The first step towards the wedding would be the engagement, just so that the future bride and groom can seal the deal. A priest may or may not formalise the match, but he does take a second glance at their horoscopes to ensure their compatibility and set a wedding date. The families exchange sweets and gifts, as a gesture of welcoming each other into their lives.
- The festivities leading up to the wedding
Wedding preparations are always on full swing, from the very start. Indian weddings are generally known for a massive guest list, various ceremonies and the grandeur celebrations. The aim is to plan a wedding that’s fit for a royal.
Post-engagement, the bride and groom are only allowed to meet when chaperoned by someone from the family. Both sets of families go wedding shopping together, for the sole reason that the in-laws shop for each other and not themselves.

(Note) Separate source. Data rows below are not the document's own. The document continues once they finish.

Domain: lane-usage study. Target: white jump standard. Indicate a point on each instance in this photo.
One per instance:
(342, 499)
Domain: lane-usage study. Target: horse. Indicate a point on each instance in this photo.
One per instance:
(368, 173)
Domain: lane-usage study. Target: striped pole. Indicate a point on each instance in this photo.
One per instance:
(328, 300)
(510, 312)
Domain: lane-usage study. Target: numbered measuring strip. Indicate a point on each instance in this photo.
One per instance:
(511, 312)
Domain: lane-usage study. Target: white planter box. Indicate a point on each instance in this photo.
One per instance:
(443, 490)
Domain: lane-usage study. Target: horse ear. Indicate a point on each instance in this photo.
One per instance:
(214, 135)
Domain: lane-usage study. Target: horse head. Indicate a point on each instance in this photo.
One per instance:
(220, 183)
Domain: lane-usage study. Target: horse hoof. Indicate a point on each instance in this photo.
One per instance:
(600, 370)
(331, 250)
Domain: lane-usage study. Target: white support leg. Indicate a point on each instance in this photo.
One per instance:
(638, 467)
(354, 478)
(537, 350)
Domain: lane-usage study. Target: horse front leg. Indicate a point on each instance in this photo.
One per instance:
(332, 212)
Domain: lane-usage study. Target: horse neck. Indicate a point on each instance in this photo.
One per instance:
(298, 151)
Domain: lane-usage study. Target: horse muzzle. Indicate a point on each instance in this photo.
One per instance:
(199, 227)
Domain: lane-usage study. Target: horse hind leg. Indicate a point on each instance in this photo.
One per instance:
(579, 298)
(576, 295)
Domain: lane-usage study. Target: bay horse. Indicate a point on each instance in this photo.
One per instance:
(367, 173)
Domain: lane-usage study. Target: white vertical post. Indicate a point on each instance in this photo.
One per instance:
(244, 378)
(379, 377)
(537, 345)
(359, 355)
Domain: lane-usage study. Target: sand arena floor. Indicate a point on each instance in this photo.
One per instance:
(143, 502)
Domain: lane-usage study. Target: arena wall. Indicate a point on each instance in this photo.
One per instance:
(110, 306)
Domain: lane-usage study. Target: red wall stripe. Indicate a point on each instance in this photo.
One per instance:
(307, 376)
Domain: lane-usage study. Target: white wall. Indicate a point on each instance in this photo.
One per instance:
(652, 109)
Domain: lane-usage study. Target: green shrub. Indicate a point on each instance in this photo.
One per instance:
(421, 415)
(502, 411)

The pre-wedding rituals are week-long celebrations – comprising of the Haldi, Mehendi and Sangeeth ceremonies. The Haldi ceremony is in preparation of the wedding, where the bride and groom are smeared with a turmeric concoction. It is meant to be a form of blessing them, while simultaneously cleansing and nourishing the to-be spouses, before they enter into marriage. The Mehndi and Sangeeth ceremony are usually combined, to make it less time-consuming and convenient. Mehndi is henna, and the ceremony is specifically to decorate the bride’s arms and feet, in beautiful bridal henna patterns. The henna is expected to dry dark because the common belief is that the darker the henna, the stronger the love of the groom is for his bride. The Sangeeth is a laid back form of family entertainment, where every family member is expected to bust out moves on the make-shift dance floor. It’s like a bachelorette party, but the whole family is invited.
- The wedding
An Indian wedding is expected to be nothing short of grand. It begins with the Baaraat, or the groom’s procession. The groom arrives to the wedding venue, mounted atop a majestic white-horse (giving the whole impression of your fairy-tale prince), while his family members dance around him to the beat of the Dhol. He is greeted by the bride’s family and taken to the Mandap – a make-shift canopy, where the couple will be married- and he waits for his bride, to arrive with her entourage in a royal palanquin.
The defining moment in the wedding would be the Saath Phere. The bride and groom hold hands and circle around a small fire ensemble. They are officially married. The groom then claims his bride, by clasping a traditional Mangal Sutra (Black-beaded necklace) around her neck and applying a red powder called Sindoor to the centre of her forehead. They are symbolic of Hindu matrimony.